There are several sheikhs who have been slain in Kenya in cold blood and until now nobody, apart from those who carried out the assassination, know what happened. When you watch the documentary, you are convinced that Kenyan authorities have, in cohorts with other forces especially from the West, engaged in criminality in the name of fighting terrorism.
Coming back to Uganda, when the two sheikhs were killed in succession, both the president and Inspector General of Police Kale Kayihura said that it was the Allied Democratic Forces of Jamil Mukulu that were behind the killings. Kayihura even apologised for failure to protect the sheiks and, by extension, Ugandans – he should have resigned the moment he said these words. How did Kayihura, before even investigating, come to the conclusion that it was ADF killing Muslim leaders?
Again, why would Jamil Mukulu kill fellow Muslims now when the ADF is almost defeated in Uganda and not then, when it was still carrying out attacks on the Ugandan soil?
How come that it is when Muslims in Kenya, Somalia and many other parts of the world are being hunted that also ADF strikes and kills sheikhs who are propagating true Islam? I have on several occasions watched with awe how our police have treated – should I say mistreated – Somalis in the guise of raiding terrorist hideouts.
I have argued before that to defeat terrorism, persecution of Muslims must stop, otherwise, those who practise true Islam like the Tabliqs will not stand and look on as they are being killed one by one. The argument on whether the sheikhs are being killed because they disagreed amongst themselves is vague because history does not support this.
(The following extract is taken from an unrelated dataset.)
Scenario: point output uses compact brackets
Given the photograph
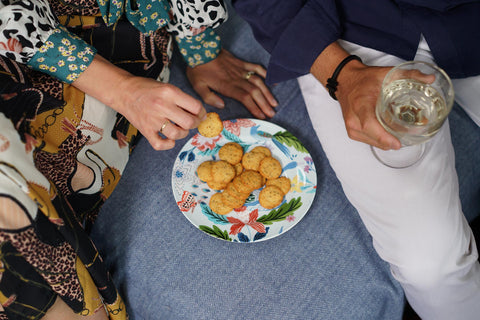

In 2012 when Abdul Karim Sentamu, Abubakar Kiweewa and others were killed, the Tabliqs had no disagreements. More importantly, since time immemorial, Ugandan Muslims have had disagreements on many issues, such as the theological interpretation of the Qur’an and the Hadith of the Prophet, on leadership and many more.
But not even once has a soul been lost in such circumstances. Yes, times have changed, but as they change, even those we pay our taxes to guarantee our security must up their game. Otherwise, we might be tempted to conclude that there are also death squads in Uganda – just like the Al Jazeera documentary talks of them in Kenya.
The author is a journalist.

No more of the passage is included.